L’etica della tecnologia in guerra
La questione etica dell’utilizzo di nuove tecnologie in ambito bellico sta diventando sempre più centrale. E ciò soprattutto in ragione dei crescenti investimenti che il dipartimento della Difesa statunitense (ma non solo) sta effettuando nella ricerca e nello sviluppo di nuove soluzioni militari. All’inizio dell’anno gli Stati Uniti hanno annunciato un enorme progetto per sfruttare le innovazioni tecnologiche in diversi ambiti, fra cui anche quello militare. Il budget proposto per il dipartimento della Difesa per il 2020 si attesta a 718 miliardi di dollari: ben 927 milioni sarebbero investiti in intelligenza artificiale e machine learning.
La nuova corsa agli armamenti sta contagiando un po’ tutti. La Cina si è posta l’obiettivo di imporsi come il leader mondiale nel campo dell’intelligenza artificiale. Il presidente russo Vladimir Putin, più prosaicamente, ha dichiarato in passato che “chiunque diventerà leader nel campo dell’intelligenza artificiale diventerà anche il padrone del mondo”.
Il traguardo appare insomma chiaro a tutti. Meno chiara è invece la strada da percorrere per raggiungerlo. Anche perché un’intelligenza artificiale pienamente funzionante in ambito bellico appare ancora di là da venire. A grandi potenzialità si associa infatti un livello di sofisticazione che, oltre a richiedere enormi investimenti, si sta rivelando facilmente aggirabile. Lo scorso marzo la cinese Tencent ha annunciato di aver hackerato una vettura di Tesla effettuando minime modifiche alla carreggiata. Più recentemente, in uno esperimento controllato del Mit di Boston, un dispositivo di intelligenza artificiale ha più volte scambiato l’immagine di una tartaruga per un fucile.

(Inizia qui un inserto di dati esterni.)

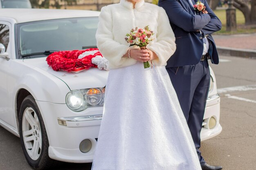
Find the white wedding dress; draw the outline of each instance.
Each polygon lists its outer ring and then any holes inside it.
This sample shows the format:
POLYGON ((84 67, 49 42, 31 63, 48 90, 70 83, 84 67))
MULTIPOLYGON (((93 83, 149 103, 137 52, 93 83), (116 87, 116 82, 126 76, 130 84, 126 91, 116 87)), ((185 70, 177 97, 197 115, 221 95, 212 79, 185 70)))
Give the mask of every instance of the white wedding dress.
POLYGON ((93 170, 201 170, 164 66, 111 70, 93 170))

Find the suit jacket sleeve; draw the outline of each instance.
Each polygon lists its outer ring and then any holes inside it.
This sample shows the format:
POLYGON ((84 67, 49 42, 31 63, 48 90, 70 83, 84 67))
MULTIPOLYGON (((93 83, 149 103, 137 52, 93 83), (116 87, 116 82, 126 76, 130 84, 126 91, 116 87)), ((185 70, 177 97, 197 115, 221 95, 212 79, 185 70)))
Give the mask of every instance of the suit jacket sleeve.
POLYGON ((109 8, 103 7, 99 18, 99 22, 96 34, 97 46, 102 55, 112 64, 121 65, 127 60, 122 57, 126 53, 129 47, 114 40, 112 31, 112 17, 109 8))
POLYGON ((204 1, 204 6, 206 7, 205 10, 207 11, 211 17, 211 20, 205 26, 201 29, 203 33, 204 36, 220 30, 222 26, 221 22, 210 8, 206 0, 204 1))
POLYGON ((175 36, 170 25, 168 17, 162 8, 159 8, 157 41, 150 43, 147 48, 154 52, 158 57, 153 62, 162 65, 166 63, 175 52, 176 44, 175 36))
POLYGON ((177 0, 159 0, 158 5, 165 10, 170 22, 188 32, 202 29, 211 20, 208 14, 190 14, 177 0))

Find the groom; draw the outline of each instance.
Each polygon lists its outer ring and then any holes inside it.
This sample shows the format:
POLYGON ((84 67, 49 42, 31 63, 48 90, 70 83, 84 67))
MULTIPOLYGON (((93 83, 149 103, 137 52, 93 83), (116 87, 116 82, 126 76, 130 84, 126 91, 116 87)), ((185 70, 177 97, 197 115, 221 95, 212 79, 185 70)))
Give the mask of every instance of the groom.
POLYGON ((205 162, 199 148, 210 79, 208 60, 215 64, 219 62, 211 34, 220 30, 222 25, 206 0, 201 2, 206 7, 204 12, 198 11, 202 8, 194 9, 197 2, 194 0, 159 0, 158 5, 165 10, 176 38, 177 49, 166 68, 190 129, 202 169, 218 170, 222 167, 205 162))

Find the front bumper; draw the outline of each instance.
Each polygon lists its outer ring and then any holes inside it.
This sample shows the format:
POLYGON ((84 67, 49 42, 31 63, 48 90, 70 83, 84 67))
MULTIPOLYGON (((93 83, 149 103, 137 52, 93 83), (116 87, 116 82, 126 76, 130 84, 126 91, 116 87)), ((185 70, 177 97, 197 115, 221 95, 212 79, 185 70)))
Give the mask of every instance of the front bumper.
POLYGON ((209 96, 207 99, 200 133, 201 141, 218 135, 222 130, 220 124, 220 98, 218 94, 209 96), (216 125, 210 128, 209 119, 212 117, 216 120, 216 125))
POLYGON ((36 102, 47 132, 49 157, 67 162, 92 162, 103 107, 90 108, 82 112, 75 112, 70 110, 65 104, 36 102), (61 121, 65 121, 66 126, 60 125, 61 121), (83 153, 79 149, 79 145, 85 139, 90 140, 92 148, 89 152, 83 153))
MULTIPOLYGON (((92 162, 103 108, 90 108, 82 112, 75 112, 70 110, 65 104, 36 102, 47 132, 49 157, 67 162, 92 162), (85 139, 91 141, 92 148, 88 152, 83 153, 80 150, 79 145, 85 139)), ((210 96, 207 100, 201 132, 201 141, 217 136, 222 130, 219 124, 220 102, 218 94, 210 96), (213 128, 209 129, 207 120, 211 117, 214 117, 216 124, 213 128)))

Viene naturale chiedersi cosa potrebbe accadere se dispositivi di tal genere, facilmente aggirabili e non ancora precisi come si vorrebbe, venissero posti in uno scenario di guerra con una dotazione militare. Ecco perché il dibattito sull’etica dell’innovazione tecnologica sta diventando sempre più centrale. Persino il Pentagono ha dovuto prendere posizione: qualche giorno fa il Defense Innovation Board, organo voluto dall’ex presidente Barack Obama per sostenere le attività del dipartimento della Difesa, ha approvato delle linee guida per gestire l’uso dell’intelligenza artificiale in ambito bellico. “È arrivato il momento di fissare regole serie sullo sviluppo e sull’utilizzo dell’intelligenza artificiale nel contesto militare”, si legge nel rapporto. Ed è necessario farlo, prosegue il rapporto, “prima ancora che possa esserci incidenti”.